Берта игриво хлопнула полковника веером по орденской планке и хихикнула, как это делают девочки в предвкушении праздника.
– Подождите, не говорите, я хочу, чтобы все это услышали! Господин дирижёр, подойдите к нам. И вы, так называемый господин продюсер. Господин комендант сделает важное заявление!
Берта не могла скрыть торжества.
– В качестве анонса скажу, можете подходить с вещами. И подготовьте платки, будет прощание и слёзы.
Бирке повернулся ко всем:
– Господа, я – гауляйтер вашего департамента, полковник Бирке. Немецкое командование в моём лице одобряет и приветствует постановку оперы. Вы знаете, что на премьере будет важный гость.
– Что? Густав, что ты несёшь? Ты обещал всё отменить! – возмутилась Берта.
– Увы, мадам. Это выше моих сил. Оперой заинтересовались в Берлине, на самом верху. Впрочем, вы наверняка уже всё знаете.
Присутствующие озадаченно смотрели друг на друга, пожимали плечами.
Бирке повернулся к Бено:
– Это удивительно! Вы никому не растрезвонили?
– Вы же велели молчать!
– Я не думал, что вы способны на такую подлость.
– Сюда ещё кто-то припрётся? – вмешалась в разговор Берта.
– Не стоит так говорить о руководителе государства, – Бирке нахмурил брови.
– Так это правда?
– Я не понял, вы знаете или нет?
– Я ничего не знаю и крайне возмущена!
Все полковники – подлецы!
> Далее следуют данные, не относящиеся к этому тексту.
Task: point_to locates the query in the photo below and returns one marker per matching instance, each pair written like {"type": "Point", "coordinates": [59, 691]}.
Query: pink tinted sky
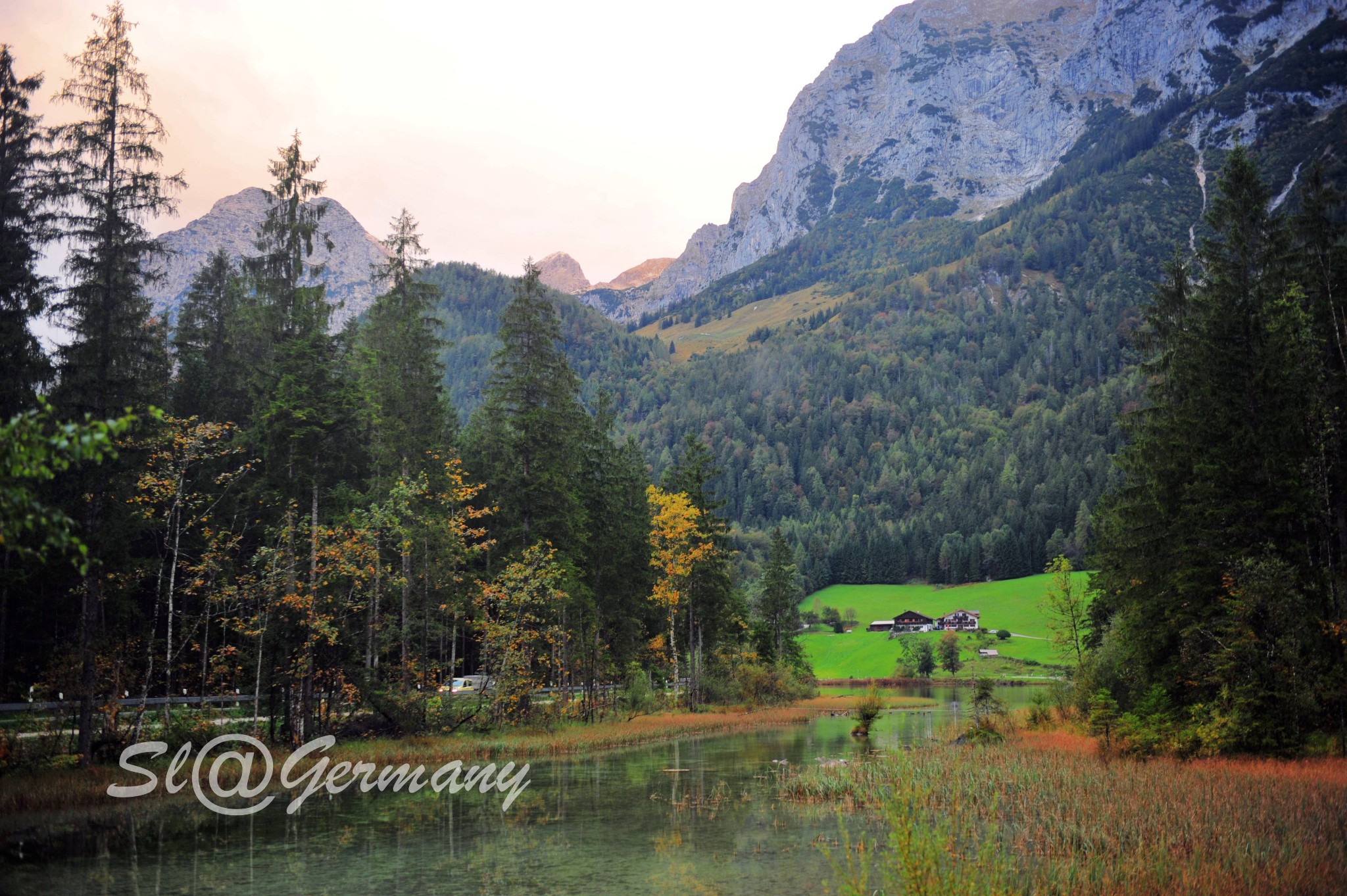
{"type": "Point", "coordinates": [609, 131]}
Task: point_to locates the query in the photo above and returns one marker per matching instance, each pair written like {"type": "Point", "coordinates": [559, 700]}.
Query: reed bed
{"type": "Point", "coordinates": [26, 794]}
{"type": "Point", "coordinates": [845, 703]}
{"type": "Point", "coordinates": [1046, 814]}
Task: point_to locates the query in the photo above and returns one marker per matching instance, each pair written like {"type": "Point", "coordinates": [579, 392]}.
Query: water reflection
{"type": "Point", "coordinates": [695, 816]}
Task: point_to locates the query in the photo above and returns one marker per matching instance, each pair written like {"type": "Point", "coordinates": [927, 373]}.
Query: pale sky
{"type": "Point", "coordinates": [609, 131]}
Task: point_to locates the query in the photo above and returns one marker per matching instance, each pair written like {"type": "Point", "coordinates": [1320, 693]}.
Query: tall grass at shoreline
{"type": "Point", "coordinates": [29, 793]}
{"type": "Point", "coordinates": [1046, 814]}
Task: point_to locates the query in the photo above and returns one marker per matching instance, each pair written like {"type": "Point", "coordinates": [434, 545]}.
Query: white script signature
{"type": "Point", "coordinates": [320, 776]}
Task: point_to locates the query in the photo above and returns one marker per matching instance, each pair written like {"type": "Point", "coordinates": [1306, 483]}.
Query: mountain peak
{"type": "Point", "coordinates": [232, 225]}
{"type": "Point", "coordinates": [637, 276]}
{"type": "Point", "coordinates": [952, 108]}
{"type": "Point", "coordinates": [564, 273]}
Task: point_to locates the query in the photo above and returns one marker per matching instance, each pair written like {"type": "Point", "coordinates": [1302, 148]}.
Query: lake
{"type": "Point", "coordinates": [609, 822]}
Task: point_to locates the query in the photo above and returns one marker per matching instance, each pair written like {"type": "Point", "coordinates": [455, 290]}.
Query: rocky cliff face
{"type": "Point", "coordinates": [564, 273]}
{"type": "Point", "coordinates": [232, 225]}
{"type": "Point", "coordinates": [637, 276]}
{"type": "Point", "coordinates": [971, 103]}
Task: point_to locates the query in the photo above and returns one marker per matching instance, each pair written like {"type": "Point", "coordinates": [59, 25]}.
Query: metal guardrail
{"type": "Point", "coordinates": [131, 701]}
{"type": "Point", "coordinates": [160, 701]}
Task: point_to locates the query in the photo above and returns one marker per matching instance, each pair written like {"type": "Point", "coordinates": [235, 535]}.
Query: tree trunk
{"type": "Point", "coordinates": [407, 587]}
{"type": "Point", "coordinates": [306, 685]}
{"type": "Point", "coordinates": [89, 598]}
{"type": "Point", "coordinates": [176, 527]}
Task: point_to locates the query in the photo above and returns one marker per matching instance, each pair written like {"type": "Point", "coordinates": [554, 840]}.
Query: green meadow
{"type": "Point", "coordinates": [1014, 604]}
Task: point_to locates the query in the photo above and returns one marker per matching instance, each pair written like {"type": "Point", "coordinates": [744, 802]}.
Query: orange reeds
{"type": "Point", "coordinates": [1046, 814]}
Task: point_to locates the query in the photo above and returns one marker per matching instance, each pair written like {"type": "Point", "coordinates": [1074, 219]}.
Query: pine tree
{"type": "Point", "coordinates": [109, 166]}
{"type": "Point", "coordinates": [212, 377]}
{"type": "Point", "coordinates": [526, 438]}
{"type": "Point", "coordinates": [402, 381]}
{"type": "Point", "coordinates": [108, 162]}
{"type": "Point", "coordinates": [401, 360]}
{"type": "Point", "coordinates": [305, 398]}
{"type": "Point", "coordinates": [716, 611]}
{"type": "Point", "coordinates": [27, 222]}
{"type": "Point", "coordinates": [777, 601]}
{"type": "Point", "coordinates": [1218, 466]}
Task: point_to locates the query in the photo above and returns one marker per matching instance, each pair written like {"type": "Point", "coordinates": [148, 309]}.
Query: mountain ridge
{"type": "Point", "coordinates": [232, 225]}
{"type": "Point", "coordinates": [992, 96]}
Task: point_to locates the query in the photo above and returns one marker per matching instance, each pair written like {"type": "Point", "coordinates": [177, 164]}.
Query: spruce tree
{"type": "Point", "coordinates": [716, 611]}
{"type": "Point", "coordinates": [402, 379]}
{"type": "Point", "coordinates": [212, 377]}
{"type": "Point", "coordinates": [108, 163]}
{"type": "Point", "coordinates": [526, 435]}
{"type": "Point", "coordinates": [303, 394]}
{"type": "Point", "coordinates": [1218, 466]}
{"type": "Point", "coordinates": [777, 601]}
{"type": "Point", "coordinates": [27, 222]}
{"type": "Point", "coordinates": [401, 360]}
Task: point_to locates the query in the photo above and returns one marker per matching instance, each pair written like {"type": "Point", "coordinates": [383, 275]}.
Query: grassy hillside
{"type": "Point", "coordinates": [1004, 604]}
{"type": "Point", "coordinates": [732, 331]}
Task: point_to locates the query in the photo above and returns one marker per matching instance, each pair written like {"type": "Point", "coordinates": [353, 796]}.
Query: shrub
{"type": "Point", "coordinates": [637, 697]}
{"type": "Point", "coordinates": [1104, 716]}
{"type": "Point", "coordinates": [1041, 711]}
{"type": "Point", "coordinates": [866, 709]}
{"type": "Point", "coordinates": [771, 684]}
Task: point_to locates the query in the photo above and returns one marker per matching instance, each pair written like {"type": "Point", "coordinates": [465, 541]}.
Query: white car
{"type": "Point", "coordinates": [465, 685]}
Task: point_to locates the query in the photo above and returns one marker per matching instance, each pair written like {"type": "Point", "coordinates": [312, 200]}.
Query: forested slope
{"type": "Point", "coordinates": [954, 419]}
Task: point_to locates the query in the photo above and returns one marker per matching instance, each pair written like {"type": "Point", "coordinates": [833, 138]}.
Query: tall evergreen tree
{"type": "Point", "coordinates": [716, 611]}
{"type": "Point", "coordinates": [109, 164]}
{"type": "Point", "coordinates": [1218, 466]}
{"type": "Point", "coordinates": [212, 379]}
{"type": "Point", "coordinates": [777, 601]}
{"type": "Point", "coordinates": [27, 222]}
{"type": "Point", "coordinates": [403, 383]}
{"type": "Point", "coordinates": [401, 358]}
{"type": "Point", "coordinates": [526, 436]}
{"type": "Point", "coordinates": [305, 397]}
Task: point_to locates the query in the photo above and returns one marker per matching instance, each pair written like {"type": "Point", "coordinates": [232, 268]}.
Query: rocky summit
{"type": "Point", "coordinates": [967, 105]}
{"type": "Point", "coordinates": [232, 225]}
{"type": "Point", "coordinates": [637, 276]}
{"type": "Point", "coordinates": [564, 273]}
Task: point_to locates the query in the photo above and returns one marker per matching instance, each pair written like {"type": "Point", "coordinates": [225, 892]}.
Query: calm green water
{"type": "Point", "coordinates": [609, 824]}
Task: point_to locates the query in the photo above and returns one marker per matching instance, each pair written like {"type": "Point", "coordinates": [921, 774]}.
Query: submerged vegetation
{"type": "Point", "coordinates": [1044, 813]}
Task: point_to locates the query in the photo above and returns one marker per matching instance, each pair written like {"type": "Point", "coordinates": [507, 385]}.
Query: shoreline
{"type": "Point", "coordinates": [37, 797]}
{"type": "Point", "coordinates": [933, 682]}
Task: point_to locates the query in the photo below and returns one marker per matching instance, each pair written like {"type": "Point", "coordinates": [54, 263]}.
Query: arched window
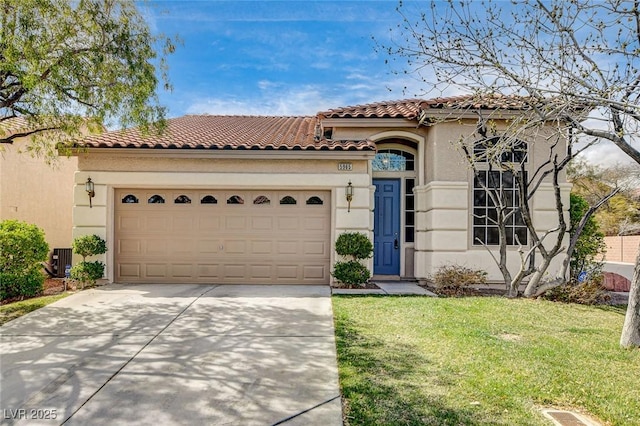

Я вас никогда, никогда не прощу!
– Мадам!
– Нет!
Берта сказала: «Ах!», – отвернулась и пошла прочь. Ушла, впрочем, недалеко. Села возле кассы и стала слушать.
– Раз такое дело, как продюсер я требую финансирования. Нам нужны декорации, костюмы, оркестр! – сказал Тони.
Бирке достал из кармана конверт. Потряс его и вручил Тони. Садовник заглянул внутрь.
– Но здесь пусто!
– Вот именно!
Круша тишину подковами, комендант удалился.
* * *
Он сел в машину. Авто покатило прочь. Клаус вопросов не задавал. Терпел зуд любопытства, как и положено воспитанному адъютанту.
– Я даже не могу сказать определённо, поняли они, что я им сказал, или нет! – наконец признался Бирке.